Résumé de la décision
Dans l'affaire présentée, la société MTR Metals Overseas Limited, de droit chypriote, et la société VS Baroukh et Cie, de droit français, avaient obtenu l'autorisation d'effectuer des saisies conservatoires à l'encontre de l'État du Kazakhstan et de la Banque nationale de la République du Kazakhstan. La Banque a contesté ces saisies et a interjeté appel d'un jugement qui avait rejeté ses demandes de mainlevée. La cour d'appel a examiné la recevabilité des conclusions déposées par la Banque le jour de l'ordonnance de clôture et a décidé qu'elles étaient recevables. Le pourvoi formé par les sociétés MTR Metals et Baroukh a été rejeté.
Arguments pertinents
1. Recevabilité des conclusions : La cour d'appel a jugé que les conclusions déposées par la Banque le 7 mai 1998, jour de l'ordonnance de clôture, étaient recevables car elles répondaient aux écritures adverses des 27 et 28 avril 1998. La cour a précisé que ces écritures "ne soulevaient pas de moyens nouveaux et ne portaient pas de nouvelles prétentions justifiant une nouvelle réplique", ce qui a permis de conclure qu'aucune atteinte n'avait été portée aux droits de la défense.

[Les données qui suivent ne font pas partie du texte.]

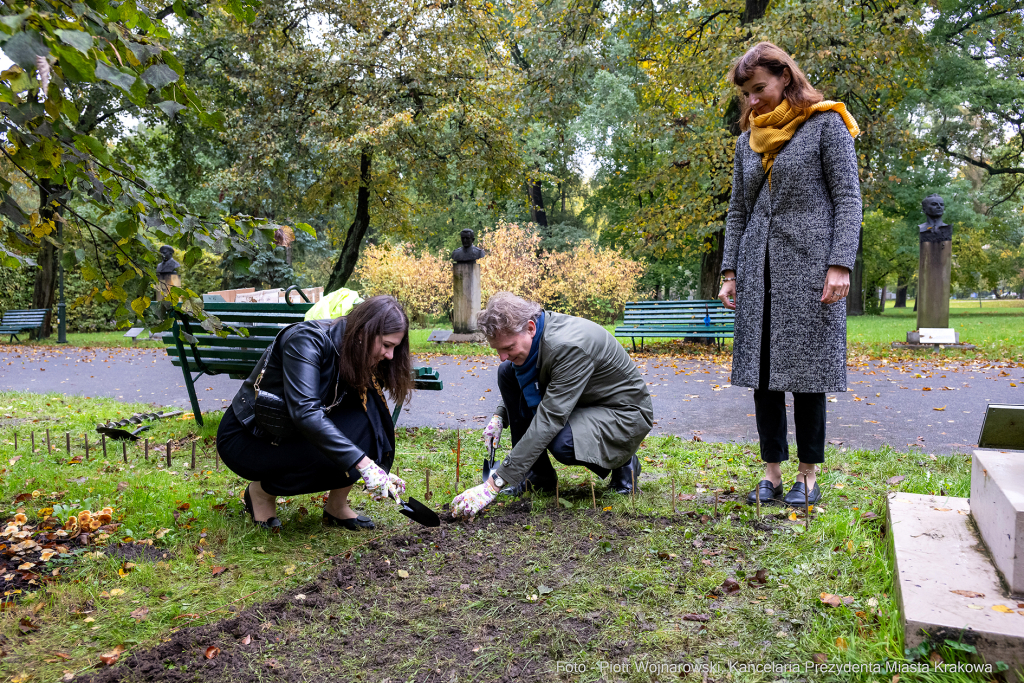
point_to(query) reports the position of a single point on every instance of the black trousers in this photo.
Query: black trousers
(295, 466)
(519, 415)
(769, 407)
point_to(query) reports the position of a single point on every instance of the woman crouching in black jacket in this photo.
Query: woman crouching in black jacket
(337, 428)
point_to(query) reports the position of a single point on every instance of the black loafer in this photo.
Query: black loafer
(353, 523)
(766, 491)
(796, 496)
(272, 523)
(531, 482)
(623, 477)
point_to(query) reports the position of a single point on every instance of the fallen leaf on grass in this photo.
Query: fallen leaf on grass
(111, 658)
(696, 617)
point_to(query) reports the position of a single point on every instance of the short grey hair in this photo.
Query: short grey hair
(507, 314)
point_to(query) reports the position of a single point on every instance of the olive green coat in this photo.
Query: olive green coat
(588, 380)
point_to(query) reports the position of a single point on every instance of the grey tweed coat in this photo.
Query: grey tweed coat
(808, 221)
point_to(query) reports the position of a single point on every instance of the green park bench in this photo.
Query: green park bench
(698, 318)
(237, 355)
(18, 322)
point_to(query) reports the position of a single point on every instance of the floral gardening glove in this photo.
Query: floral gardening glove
(377, 480)
(493, 432)
(471, 501)
(397, 482)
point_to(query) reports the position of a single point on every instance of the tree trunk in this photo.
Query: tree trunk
(536, 199)
(44, 290)
(901, 284)
(855, 300)
(711, 264)
(353, 240)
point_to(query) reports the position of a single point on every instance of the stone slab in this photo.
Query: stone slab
(997, 508)
(938, 551)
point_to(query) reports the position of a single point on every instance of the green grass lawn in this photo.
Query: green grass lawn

2. Principe de la contradiction : La cour a affirmé que le principe de la contradiction n'avait pas été violé, car les conclusions de la Banque ne nécessitaient pas de réponse supplémentaire. Cela démontre que le respect des droits de la défense a été maintenu tout au long de la procédure.

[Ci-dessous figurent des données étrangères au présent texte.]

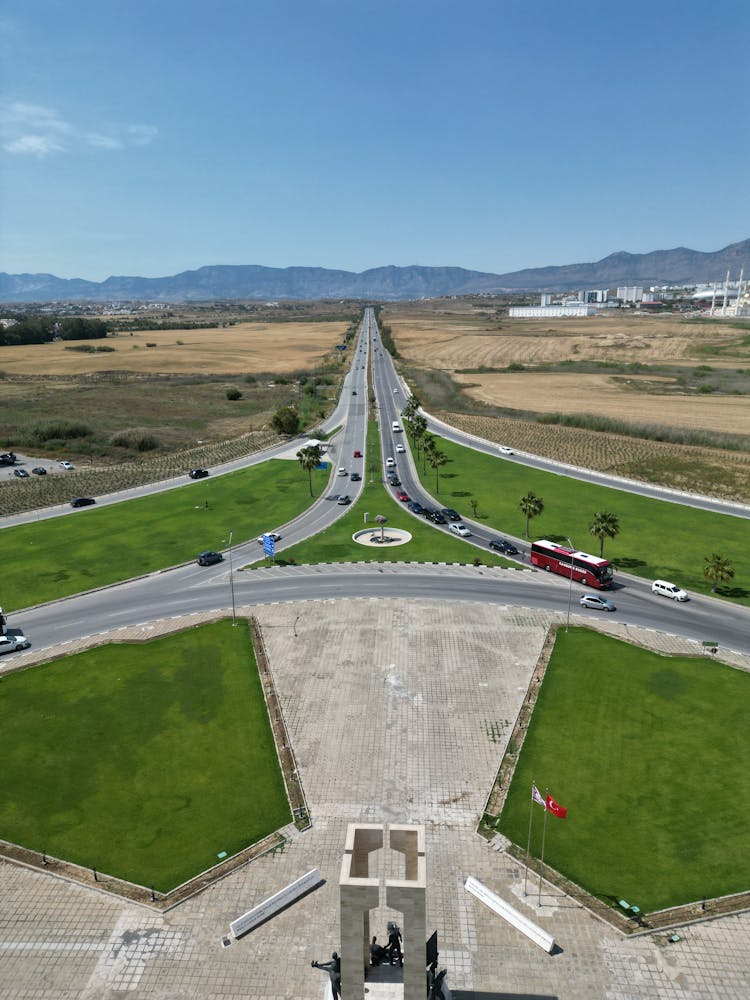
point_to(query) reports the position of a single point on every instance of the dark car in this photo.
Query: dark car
(209, 558)
(504, 546)
(450, 514)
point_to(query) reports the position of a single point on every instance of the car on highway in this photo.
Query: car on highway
(504, 546)
(10, 643)
(666, 589)
(272, 534)
(209, 558)
(597, 602)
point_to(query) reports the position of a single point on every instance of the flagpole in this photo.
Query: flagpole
(528, 842)
(544, 834)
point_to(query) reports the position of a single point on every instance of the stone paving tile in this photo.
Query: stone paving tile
(398, 712)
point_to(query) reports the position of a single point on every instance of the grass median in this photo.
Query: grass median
(144, 761)
(428, 544)
(649, 755)
(96, 546)
(657, 539)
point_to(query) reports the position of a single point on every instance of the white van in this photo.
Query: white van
(667, 589)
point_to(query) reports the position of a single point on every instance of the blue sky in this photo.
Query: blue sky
(154, 136)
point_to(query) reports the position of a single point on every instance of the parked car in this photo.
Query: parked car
(504, 546)
(273, 534)
(10, 643)
(209, 558)
(666, 589)
(597, 602)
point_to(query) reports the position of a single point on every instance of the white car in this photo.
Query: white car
(10, 643)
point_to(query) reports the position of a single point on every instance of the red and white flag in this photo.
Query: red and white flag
(555, 808)
(536, 796)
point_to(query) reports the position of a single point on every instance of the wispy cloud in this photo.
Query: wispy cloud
(36, 130)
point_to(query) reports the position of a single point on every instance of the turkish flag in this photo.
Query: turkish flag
(555, 808)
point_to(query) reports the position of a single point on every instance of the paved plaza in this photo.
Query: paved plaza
(399, 712)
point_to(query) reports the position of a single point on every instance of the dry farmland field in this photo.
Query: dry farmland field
(684, 381)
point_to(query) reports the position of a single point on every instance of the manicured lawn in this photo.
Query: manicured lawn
(144, 761)
(95, 546)
(657, 539)
(428, 544)
(650, 756)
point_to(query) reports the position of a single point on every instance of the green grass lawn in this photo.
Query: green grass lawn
(657, 539)
(96, 546)
(144, 761)
(428, 544)
(650, 756)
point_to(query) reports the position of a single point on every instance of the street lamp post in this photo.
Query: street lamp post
(570, 587)
(231, 581)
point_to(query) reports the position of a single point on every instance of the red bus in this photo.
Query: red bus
(582, 567)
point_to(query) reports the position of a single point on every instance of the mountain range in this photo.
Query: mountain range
(680, 266)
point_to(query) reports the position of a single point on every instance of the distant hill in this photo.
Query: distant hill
(252, 281)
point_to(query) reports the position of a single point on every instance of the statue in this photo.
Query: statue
(333, 969)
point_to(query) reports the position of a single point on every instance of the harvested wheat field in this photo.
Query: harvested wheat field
(244, 348)
(610, 397)
(454, 340)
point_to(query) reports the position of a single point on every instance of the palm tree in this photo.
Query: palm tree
(531, 505)
(437, 459)
(718, 569)
(382, 521)
(604, 525)
(309, 459)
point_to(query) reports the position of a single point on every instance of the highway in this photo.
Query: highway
(188, 589)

Interprétations et citations légales
- Article 16 du Code de procédure civile : Cet article stipule que "les parties doivent être mises en mesure de discuter contradictoirement de toutes les prétentions et de tous les moyens". La cour a interprété cet article en considérant que les conclusions de la Banque ne soulevaient pas de nouveaux moyens ou prétentions, ce qui justifiait leur recevabilité sans nécessiter une nouvelle réplique.

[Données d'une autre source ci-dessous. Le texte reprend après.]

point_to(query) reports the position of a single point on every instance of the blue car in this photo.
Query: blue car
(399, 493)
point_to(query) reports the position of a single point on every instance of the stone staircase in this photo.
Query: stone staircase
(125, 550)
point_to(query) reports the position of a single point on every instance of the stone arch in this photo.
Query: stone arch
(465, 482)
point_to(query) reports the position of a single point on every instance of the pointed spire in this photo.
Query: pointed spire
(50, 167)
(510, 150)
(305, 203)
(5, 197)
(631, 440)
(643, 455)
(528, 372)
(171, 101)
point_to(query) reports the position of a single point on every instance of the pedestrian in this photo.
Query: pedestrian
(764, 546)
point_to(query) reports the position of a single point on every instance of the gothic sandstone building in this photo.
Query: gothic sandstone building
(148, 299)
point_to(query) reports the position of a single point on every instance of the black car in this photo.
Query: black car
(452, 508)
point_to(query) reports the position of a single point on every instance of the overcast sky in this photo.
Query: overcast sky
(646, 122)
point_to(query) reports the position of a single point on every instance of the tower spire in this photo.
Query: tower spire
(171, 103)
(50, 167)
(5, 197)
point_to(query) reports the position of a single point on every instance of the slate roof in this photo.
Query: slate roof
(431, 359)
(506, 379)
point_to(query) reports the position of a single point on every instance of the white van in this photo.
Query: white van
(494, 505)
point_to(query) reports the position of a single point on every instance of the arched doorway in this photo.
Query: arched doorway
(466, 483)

- Application du principe de la contradiction : La cour a souligné que le respect du principe de la contradiction est essentiel pour garantir un procès équitable. En affirmant que les conclusions de la Banque n'appelaient pas de réponse, elle a confirmé que les droits de la défense étaient préservés, conformément aux exigences de l'article 16 du Code de procédure civile.
En conclusion, la cour d'appel a agi dans le respect des règles de procédure en admettant les conclusions de la Banque, sans porter atteinte aux droits de la défense, et a ainsi rejeté le pourvoi des sociétés MTR Metals et Baroukh.